Oxfordshire requires approximately £8.4bn worth of infrastructure investment by 2040, a Built Environment Networking event has heard.  

Sue Halliwell, Oxfordshire County Council’s director for planning & place, revealed the emerging findings of the OxIS study that at BEN’s Oxfordshire Development Plans event last month.  

She said the study had shown that the county’s transport funding requirements ‘far outweigh’ those for other type of infrastructure.  

Halliwell also told the event the county was continuing to plan using existing projections that it will need 100,000 new homes and 85,000 extra jobs over this period despite the government’s announcement last month that it is changing the methodology for calculating needs for new homes.  

And she said that green belts can ‘stifle opportunities’. “I understand the value of green spaces however green belt isn’t necessarily high environmental value or particularly accessible to individuals.”  

The event also heard that the Milton Park office development in Abingdon has scope for a further 1m sq ft of floorspace under the terms of local development order (LDO) covering the site.  

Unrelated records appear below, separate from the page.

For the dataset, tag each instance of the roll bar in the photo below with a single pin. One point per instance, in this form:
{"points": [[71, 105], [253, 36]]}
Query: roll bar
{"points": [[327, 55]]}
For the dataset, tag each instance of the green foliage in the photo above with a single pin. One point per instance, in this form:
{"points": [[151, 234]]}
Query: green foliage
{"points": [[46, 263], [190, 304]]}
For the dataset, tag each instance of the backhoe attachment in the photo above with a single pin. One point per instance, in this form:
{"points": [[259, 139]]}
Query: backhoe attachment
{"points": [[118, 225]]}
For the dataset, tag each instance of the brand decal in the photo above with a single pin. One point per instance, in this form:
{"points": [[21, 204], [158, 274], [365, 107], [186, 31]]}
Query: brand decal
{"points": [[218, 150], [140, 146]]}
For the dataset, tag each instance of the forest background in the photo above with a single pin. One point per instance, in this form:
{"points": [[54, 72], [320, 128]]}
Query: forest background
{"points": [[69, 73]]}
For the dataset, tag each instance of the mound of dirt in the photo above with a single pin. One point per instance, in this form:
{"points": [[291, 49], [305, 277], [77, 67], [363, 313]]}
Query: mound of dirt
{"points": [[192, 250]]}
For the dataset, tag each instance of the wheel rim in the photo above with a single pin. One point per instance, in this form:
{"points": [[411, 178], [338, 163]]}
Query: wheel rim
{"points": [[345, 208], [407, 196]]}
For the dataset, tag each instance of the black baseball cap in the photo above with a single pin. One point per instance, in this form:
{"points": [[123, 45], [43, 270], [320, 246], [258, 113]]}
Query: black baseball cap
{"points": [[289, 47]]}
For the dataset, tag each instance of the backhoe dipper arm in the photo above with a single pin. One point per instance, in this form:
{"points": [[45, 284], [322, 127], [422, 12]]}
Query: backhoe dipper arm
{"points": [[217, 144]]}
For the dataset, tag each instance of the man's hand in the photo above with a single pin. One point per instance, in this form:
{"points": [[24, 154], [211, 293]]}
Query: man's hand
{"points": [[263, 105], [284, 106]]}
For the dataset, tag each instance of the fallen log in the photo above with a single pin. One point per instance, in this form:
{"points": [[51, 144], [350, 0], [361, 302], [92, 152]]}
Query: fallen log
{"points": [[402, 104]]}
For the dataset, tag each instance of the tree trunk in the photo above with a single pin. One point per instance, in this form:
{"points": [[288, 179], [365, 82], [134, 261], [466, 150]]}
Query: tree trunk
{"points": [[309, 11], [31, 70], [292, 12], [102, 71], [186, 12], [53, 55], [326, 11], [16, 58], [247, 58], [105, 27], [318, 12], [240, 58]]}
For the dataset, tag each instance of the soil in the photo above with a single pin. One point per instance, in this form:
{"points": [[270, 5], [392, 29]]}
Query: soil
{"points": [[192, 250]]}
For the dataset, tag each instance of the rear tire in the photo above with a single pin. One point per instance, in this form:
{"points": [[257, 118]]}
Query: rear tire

Philip Campbell, commercial director of MEPC, said the developer had already developed 500,000 sq ft of floorspace at Milton Park since the LDO had been secured in 2012.  

The order, which states that MEPC only has to provide 10 days notice to local planners in order to secure consent for a development, allowed for another 1m sq ft of floorspace on top of the 3m sq ft already built out.  

Campbell said that the latest development on the park, a 53,000 sq ft: office building, had been pre-let to life science company Immunocore for immunotherapy.  

And he said MEPC had received interest in the park’s next phase, 110,000 sq ft of office space in three buildings, which is due to be complete by February next year.  He said that the company had a commitment on one building and ‘good interest’ in another.  

Tom Edgerley, development director of U+I, said that the masterplan for the expansion of Didcot’s Harwell campus included proposals for more than 1,000 new homes.  

U&I is developing the next phase of the 710 acre site, which boasts a half km long synchrotron particle accelerator, in a joint venture with the Science and Technology Facilities Council and the UK Atomic Energy Agency.   

He said that 80% of ‘The Quad’, a 30,000 sq ft speculative development including laboratory and office space, is either pre-let or under offer at rents of more than £30 per sq ft.  

And he said that said that two thirds of the 65,000 sq ft speculatively developed Zephyr Building, which houses laboratory, office and engineering space, had also been pre-let.  

Peter Knight, chief information officer at Oxford University Hospitals NHS Foundation Trust rounded off the presentations.  

He said one of the trust’s priorities was to turn its surface car parks, which form the biggest chunk of its real estate portfolio, into multi-storey facilities that could house other uses.  

“If we can rationalise the size of the car parks, we can start to move forward,” Knight said.   

He said that the trust’s other property priorities included more key worker housing for the hospitals staff and measures to upgrade its clinical facilities, such as the emergency department resuscitation suite and intensive care unit and theatre.  

And he said that the trust was looking at consolidating clinical services at the city’s John Radcliffe teaching hospital.